Il est important pour les kinésithérapeutes d’appréhender le retentissement du contrôle coercitif, qui s’assimile à une captivité ou une torture, le stress chronique parfois extrême qu’il produit et qui se traduit par une myriade de symptômes biopsychosociaux(2), y compris un comportement altéré, entravé, détérioré, affaiblissant la personne.

Il est tout aussi important pour les kinésithérapeutes d’avoir accès aux causes de l’état et du comportement parfois paradoxal de la personne victime de contrôle coercitif qui se traduit par un comportement imposé, contrôlé par autrui (reports et annulations répétées, par exemple).

Que la violence soit physique ou psychique, économique, parentale, ancienne ou récente, le contrôle coercitif verrouille la parole, l’empêche, l’emprisonne. Or, quand la parole ne peut s’exprimer, c’est le corps qui vient parler ; des maux visibles ou invisibles viennent se substituer aux mots indicibles et inaudibles.

Avant de toucher le patient physiquement et symboliquement, avant de manipuler son corps dans son humanité entière, il est important de penser, d’articuler, d’ajuster la parole et le mouvement de soin qui sera à l’origine de sa réadaptation, de sa rééducation, de sa réparation.
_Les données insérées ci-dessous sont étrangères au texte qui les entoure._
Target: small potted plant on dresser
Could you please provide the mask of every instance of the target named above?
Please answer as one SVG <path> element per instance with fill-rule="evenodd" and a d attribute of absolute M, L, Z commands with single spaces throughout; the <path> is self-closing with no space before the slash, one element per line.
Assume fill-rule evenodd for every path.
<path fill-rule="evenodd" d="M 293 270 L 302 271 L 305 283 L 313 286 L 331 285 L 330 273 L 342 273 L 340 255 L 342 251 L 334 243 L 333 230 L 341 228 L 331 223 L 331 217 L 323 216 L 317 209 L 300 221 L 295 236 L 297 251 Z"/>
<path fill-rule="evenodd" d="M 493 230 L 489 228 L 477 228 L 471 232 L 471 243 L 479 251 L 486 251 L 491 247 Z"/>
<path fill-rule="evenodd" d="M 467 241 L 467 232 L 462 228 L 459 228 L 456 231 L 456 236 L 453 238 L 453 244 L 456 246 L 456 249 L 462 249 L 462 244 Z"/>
En cela, la connaissance du contrôle coercitif par les kinésithérapeutes permet le soin et l’accompagnement vers la consolation, au sens étymologique du terme, c’est-à-dire la réunification de la personne.
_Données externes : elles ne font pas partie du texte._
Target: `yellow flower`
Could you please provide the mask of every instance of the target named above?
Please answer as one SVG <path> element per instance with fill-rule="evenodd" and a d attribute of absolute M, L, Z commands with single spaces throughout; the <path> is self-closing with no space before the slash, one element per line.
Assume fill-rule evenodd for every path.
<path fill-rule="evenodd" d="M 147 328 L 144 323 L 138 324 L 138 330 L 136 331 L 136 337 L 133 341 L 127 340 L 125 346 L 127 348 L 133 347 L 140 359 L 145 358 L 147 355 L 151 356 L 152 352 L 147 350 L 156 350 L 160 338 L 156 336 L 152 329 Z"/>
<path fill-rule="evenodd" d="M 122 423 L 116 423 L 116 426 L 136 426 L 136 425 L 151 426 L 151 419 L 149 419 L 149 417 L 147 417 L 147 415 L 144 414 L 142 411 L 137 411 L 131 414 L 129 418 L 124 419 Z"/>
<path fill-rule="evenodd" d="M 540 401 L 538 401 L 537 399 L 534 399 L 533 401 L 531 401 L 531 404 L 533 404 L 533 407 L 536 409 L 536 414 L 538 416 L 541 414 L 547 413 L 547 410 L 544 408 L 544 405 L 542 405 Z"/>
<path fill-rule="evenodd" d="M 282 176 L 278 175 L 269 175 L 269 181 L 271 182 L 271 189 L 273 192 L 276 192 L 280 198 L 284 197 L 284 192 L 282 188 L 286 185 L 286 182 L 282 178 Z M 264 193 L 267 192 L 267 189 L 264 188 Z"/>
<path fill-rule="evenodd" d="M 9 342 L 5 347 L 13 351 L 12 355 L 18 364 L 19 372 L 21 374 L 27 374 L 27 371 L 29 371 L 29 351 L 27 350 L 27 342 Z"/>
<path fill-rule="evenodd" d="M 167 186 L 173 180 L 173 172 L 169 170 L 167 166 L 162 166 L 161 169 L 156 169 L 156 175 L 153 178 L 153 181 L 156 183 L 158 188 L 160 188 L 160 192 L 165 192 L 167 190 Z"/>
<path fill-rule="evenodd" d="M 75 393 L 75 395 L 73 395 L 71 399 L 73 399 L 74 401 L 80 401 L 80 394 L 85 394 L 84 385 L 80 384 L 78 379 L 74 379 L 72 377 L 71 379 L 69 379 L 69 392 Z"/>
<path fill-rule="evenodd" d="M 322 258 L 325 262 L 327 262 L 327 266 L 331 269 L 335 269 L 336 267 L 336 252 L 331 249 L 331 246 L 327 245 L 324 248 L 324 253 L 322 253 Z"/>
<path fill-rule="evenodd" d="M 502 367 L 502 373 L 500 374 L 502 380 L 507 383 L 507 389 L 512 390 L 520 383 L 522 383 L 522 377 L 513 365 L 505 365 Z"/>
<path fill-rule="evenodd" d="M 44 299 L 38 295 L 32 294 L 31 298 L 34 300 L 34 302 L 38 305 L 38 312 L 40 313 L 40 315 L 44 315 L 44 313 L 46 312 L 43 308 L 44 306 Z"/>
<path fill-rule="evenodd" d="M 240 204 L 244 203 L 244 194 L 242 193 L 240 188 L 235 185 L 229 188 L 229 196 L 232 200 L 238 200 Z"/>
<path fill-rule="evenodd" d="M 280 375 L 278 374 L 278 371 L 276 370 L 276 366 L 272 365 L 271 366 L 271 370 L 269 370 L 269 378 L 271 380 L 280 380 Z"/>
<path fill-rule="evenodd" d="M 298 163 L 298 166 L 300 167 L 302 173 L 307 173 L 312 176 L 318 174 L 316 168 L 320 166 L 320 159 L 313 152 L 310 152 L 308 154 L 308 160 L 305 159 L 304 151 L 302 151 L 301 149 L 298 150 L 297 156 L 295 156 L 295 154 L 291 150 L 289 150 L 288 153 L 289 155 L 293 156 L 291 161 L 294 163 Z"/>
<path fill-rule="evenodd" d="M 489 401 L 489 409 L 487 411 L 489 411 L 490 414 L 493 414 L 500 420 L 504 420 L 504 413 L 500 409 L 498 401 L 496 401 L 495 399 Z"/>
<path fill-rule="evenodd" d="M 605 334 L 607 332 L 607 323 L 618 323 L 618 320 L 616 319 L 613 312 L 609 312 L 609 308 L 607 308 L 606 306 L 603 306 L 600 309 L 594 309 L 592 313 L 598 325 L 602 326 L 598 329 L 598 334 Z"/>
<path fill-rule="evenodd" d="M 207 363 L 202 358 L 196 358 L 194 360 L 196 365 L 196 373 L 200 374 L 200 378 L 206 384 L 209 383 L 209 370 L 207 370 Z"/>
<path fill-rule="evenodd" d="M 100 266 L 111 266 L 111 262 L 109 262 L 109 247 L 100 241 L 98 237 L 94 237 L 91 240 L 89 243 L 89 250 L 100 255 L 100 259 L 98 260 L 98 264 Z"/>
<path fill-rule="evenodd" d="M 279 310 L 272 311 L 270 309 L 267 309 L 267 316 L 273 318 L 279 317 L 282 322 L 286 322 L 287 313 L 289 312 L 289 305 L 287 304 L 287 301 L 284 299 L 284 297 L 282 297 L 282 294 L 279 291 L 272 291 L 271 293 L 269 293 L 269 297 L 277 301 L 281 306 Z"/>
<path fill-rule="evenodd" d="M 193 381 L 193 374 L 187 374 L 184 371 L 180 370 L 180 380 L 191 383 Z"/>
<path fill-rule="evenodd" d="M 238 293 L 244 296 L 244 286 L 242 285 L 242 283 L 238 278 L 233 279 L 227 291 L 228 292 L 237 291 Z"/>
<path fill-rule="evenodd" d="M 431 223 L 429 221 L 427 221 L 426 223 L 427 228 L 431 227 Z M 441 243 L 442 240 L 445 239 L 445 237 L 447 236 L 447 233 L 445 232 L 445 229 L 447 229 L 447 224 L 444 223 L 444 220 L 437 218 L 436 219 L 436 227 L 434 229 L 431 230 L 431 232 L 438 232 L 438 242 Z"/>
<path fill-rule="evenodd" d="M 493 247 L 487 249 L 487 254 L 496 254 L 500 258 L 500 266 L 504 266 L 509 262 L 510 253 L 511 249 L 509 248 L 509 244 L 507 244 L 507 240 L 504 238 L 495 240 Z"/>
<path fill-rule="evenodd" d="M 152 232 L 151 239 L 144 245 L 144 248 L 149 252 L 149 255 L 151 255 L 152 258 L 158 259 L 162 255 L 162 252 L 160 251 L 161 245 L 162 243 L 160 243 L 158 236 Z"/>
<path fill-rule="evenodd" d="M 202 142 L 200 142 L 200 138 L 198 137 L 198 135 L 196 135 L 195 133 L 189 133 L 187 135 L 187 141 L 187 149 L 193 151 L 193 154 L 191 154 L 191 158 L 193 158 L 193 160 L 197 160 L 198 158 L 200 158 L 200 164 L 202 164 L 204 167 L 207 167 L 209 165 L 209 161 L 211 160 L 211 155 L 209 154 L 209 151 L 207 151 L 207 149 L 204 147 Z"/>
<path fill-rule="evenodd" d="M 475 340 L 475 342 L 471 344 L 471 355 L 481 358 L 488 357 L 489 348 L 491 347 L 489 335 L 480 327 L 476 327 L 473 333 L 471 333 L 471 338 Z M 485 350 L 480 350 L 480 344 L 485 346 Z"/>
Après avoir été fracturée, fragmentée, dissociée, elle peut être réunifiée. Pour ce faire, les kinésithérapeutes peuvent développer les interactions et collaborations interdisciplinaires et interprofessionnelles orientées vers la meilleure appréhension de la situation et de l’état de ces patientes, enrichir l’approche multidisciplinaire dans la pratique, mais aussi la formation, l’enseignement et la recherche, y compris par les collaborations académiques et professionnelles nationales et internationales, qui font d’ailleurs partie des objectifs formulés par la première présidente de la jeune section 91 du Conseil National des Universités dédiée aux sciences de la rééducation et de la réadaptation, la Professeure des universités France Mourey, kinésithérapeute, objectifs repris par sa nouvelle présidente, Peggy Gatignol, Professeure des universités orthophoniste, objectifs qui se tissent avec les préoccupations de la rédaction de Kinésithérapie Scientifique, portées par sa directrice Aude Quesnot à la Commission recherche du Comité National contre les Violences Intrafamiliales (CNVIF).


 

(1) Stark E. Préface. In: Gruev-Vintila A (ed.) Le contrôle coercitif au cœur de la violence intrafamiliale. Des avancées scientifiques aux avancées juridiques. Paris : Dunod, 2023.

(2) Pour une revue de la littérature, cf. ouvrage ci-dessus.